The amount of times I have started a new blog and then let it wither away is laughable. I have had blogs on,,, and (easily the most ill conceived. I was simply unaware Tumblr is a site more targeted at graphic design inclined folk. I am certainly not a member of that particular circle).

When the idea entered my mind yet again, I started by signing up for a Google profile, at which time it reminded me I had a blog at I had completely forgotten about it. It had one entry from October 2009 about Falcon Heene. Remember him?

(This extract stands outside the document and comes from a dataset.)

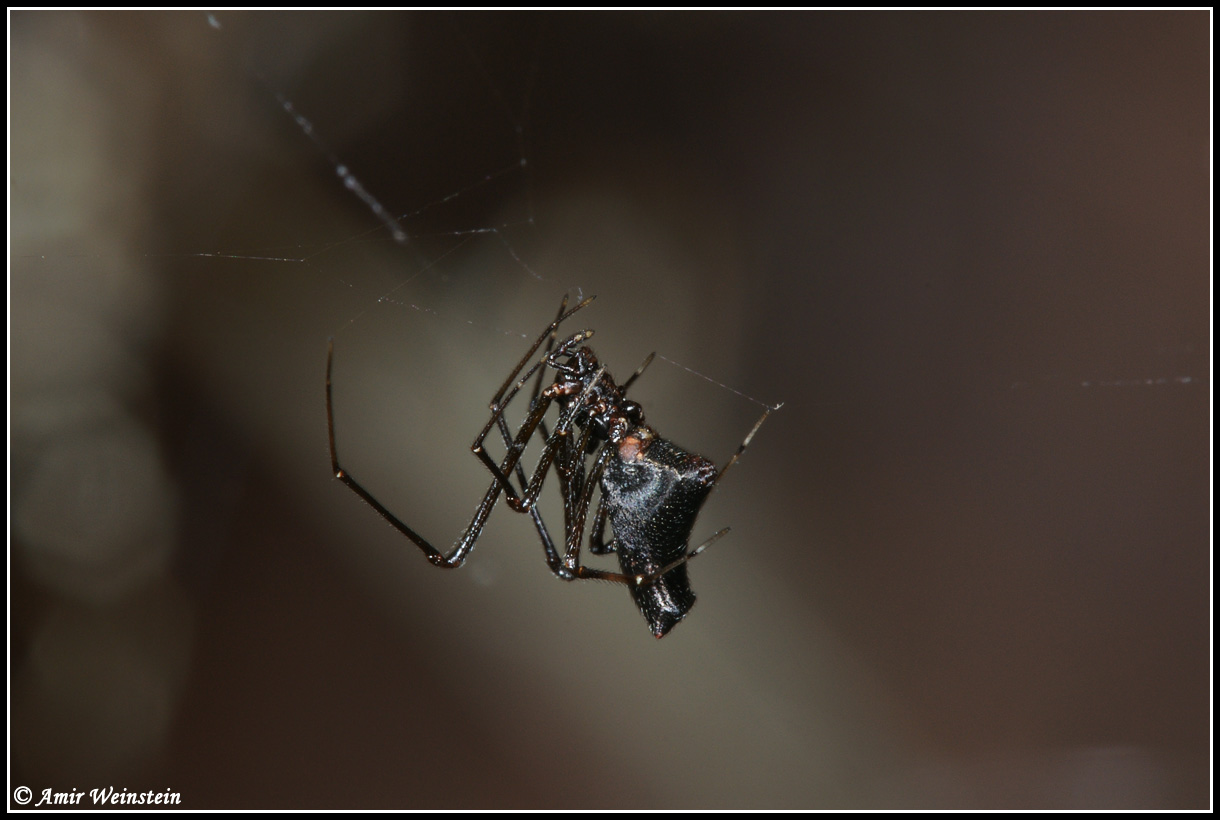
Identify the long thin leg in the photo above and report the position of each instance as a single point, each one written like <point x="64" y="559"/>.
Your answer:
<point x="548" y="546"/>
<point x="462" y="547"/>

The kid who “pretended” to get in some weird home-made helium-powered super-balloon, only to actually be “hiding” in the garage…or attic…or really, he wasn’t hiding at all, so who cares what line of shit the family was trying to feed us.

Obviously I have decided to go back and resurrect this particular blog, and you can read said article if you feel so obliged. It’s not very timely, but it is pretty awesome.

Every time I consider starting one of these blogs, I stumble upon the same glaring question. “How many people really want to read me ramble somewhat incoherently about (insert random blog post idea here)?” Originally, I believed this number to be approximately, or perhaps even exactly, nobody. Luckily I have recently found the answer to this almost completely rhetorical question to be 42, a mostly important number in the grand scheme of Everything, and thusly I will accommodate those 42 people by writing and publishing blogs with fervor and diligence for the foreseeable future.

Or until I decide watching the entire 33-episode run of Buck Rogers (in the 25th century, no less) is more important than jotting down my idle musings about the loss of Saturday Morning Cartoons. Whichever comes first.